Either way, what I am trying to say is that you’ve got to keep your hope, go ahead with your head up, be sure that somebody will eventually help you at some point, however you must advocate for yourself because if you don’t, I really doubt that there would be somebody who would. Keep your points, fight for what you need. And one day you’ll find somebody who would help. as people are different, doctors are different as well which means that when one does not want to help, another one would. You also recommend getting a spouse, boy/ girlfriend, family members to get involved into helping to advocate for you right now. right now you need their help. let them help you. and they CAN help you. I’ve got to tell you that my boyfriend started to go with me to ALL of the appointments I’ve had with docs when I was appearing home in pains and in tears after a couple of visits. It may seem that nobody can help, but they really can because besides me, my boyfriend it is my biggest advocate and the doctors are always carefully listening to him when he tries to explain them how bad my pains is, when he seems me struggling in that pain. I remember when he said: listen, you don’t understand what she’s getting through although you’re a doctor, her pain is so bad that she cannot work normally and when she does go to work she comes back all in pains, lying down on the couch and sitting there crying until it is the time for going to bed and I barely can make her stop crying, we go back sleeping and she cannot sleep because those pains keep her up. Do you think it is easy for me looking at her suffering like that? do you think she’s crying night and night again without no reasons? And so on and so forth. What I’m trying to say is that I’ve got very big help from my boyfriend!

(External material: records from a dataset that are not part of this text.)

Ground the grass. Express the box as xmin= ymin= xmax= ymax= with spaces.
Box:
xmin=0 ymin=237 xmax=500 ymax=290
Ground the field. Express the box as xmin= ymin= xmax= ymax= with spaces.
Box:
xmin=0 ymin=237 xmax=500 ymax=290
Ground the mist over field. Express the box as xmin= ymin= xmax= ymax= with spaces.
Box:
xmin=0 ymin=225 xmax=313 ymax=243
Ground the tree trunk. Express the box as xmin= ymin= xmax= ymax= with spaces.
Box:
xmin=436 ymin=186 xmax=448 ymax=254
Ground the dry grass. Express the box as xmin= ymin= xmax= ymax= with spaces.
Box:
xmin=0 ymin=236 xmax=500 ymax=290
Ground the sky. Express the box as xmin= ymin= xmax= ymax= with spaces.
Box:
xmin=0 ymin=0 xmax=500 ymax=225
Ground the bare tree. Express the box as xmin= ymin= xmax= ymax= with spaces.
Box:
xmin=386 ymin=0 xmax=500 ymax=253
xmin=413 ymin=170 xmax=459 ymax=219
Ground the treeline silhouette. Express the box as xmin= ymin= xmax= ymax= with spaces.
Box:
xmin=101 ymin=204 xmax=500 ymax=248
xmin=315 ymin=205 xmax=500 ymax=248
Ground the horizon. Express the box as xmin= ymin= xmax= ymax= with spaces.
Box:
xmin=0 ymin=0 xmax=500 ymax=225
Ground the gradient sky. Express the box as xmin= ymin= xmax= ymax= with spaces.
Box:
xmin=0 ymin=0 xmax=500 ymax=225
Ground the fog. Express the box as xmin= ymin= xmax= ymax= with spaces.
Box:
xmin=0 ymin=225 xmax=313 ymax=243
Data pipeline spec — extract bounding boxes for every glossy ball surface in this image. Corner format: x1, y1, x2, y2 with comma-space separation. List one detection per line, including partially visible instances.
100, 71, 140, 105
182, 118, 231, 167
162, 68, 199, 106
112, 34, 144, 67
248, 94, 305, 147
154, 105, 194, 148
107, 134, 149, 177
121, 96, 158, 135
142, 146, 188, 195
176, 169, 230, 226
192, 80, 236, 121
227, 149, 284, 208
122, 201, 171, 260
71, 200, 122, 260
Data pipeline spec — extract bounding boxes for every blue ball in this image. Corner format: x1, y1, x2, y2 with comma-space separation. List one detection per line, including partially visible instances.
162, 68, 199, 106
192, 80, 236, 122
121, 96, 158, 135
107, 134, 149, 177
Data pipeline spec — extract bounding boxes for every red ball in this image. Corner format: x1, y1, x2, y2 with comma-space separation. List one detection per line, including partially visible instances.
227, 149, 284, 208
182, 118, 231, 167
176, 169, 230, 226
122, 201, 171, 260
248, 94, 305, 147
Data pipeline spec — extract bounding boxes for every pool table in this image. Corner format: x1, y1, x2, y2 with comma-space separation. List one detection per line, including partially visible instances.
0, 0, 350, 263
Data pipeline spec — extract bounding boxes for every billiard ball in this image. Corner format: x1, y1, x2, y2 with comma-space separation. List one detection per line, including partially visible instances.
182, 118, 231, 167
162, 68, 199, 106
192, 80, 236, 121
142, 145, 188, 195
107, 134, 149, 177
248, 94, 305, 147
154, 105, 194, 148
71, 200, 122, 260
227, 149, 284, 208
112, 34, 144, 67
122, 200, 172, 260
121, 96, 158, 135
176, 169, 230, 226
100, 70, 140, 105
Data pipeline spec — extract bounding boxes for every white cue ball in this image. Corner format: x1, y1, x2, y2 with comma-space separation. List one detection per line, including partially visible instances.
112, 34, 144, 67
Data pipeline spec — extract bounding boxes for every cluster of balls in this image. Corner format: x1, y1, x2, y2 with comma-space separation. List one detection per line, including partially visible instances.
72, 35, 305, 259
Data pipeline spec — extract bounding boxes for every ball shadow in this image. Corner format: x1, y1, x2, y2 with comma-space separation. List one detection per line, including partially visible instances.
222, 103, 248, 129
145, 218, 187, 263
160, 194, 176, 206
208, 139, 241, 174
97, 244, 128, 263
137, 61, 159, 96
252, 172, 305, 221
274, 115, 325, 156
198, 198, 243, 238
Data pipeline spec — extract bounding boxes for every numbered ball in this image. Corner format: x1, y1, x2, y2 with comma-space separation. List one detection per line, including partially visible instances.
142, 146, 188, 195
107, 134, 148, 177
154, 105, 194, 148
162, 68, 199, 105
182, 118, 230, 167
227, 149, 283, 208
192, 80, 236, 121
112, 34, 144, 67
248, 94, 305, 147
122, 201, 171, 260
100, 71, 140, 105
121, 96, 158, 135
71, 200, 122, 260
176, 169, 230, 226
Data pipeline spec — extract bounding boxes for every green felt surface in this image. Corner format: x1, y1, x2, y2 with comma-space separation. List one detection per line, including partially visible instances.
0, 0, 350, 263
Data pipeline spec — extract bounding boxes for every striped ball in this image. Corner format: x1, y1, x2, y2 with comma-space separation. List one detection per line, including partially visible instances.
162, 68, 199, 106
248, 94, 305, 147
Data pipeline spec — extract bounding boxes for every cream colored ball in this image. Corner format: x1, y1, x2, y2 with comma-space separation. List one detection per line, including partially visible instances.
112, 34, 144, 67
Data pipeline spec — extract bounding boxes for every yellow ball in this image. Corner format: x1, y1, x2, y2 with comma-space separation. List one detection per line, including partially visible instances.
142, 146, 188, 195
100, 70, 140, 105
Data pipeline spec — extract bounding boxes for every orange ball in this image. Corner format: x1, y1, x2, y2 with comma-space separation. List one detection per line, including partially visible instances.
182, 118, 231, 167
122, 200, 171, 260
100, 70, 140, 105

HOWEVER, even so, still you are your biggest advocate! You’ve got to very carefully do your own research, you’ve got to search for people that might be able to help you out and you’ve got to politely demand those things that you know you need when they do not want to offer them to you. Do whatever it takes that would make you get whatever you need. And eventually, you would get it. Yeah, I’ve got to apologize that this is such an extremely long post, I just thought about posting 2-3 sentences here but it seems like I couldn’t stop writing. Anyway, I just really hope that what I have wrote here would help you at least a little bit. I hope that this story of mine would make you hope and make you fight in your own journey. And no, it won’t happen overnight, it might take a while, however you are going to find that help that you really deserve and you would understand that what you’ve done wasn’t useless.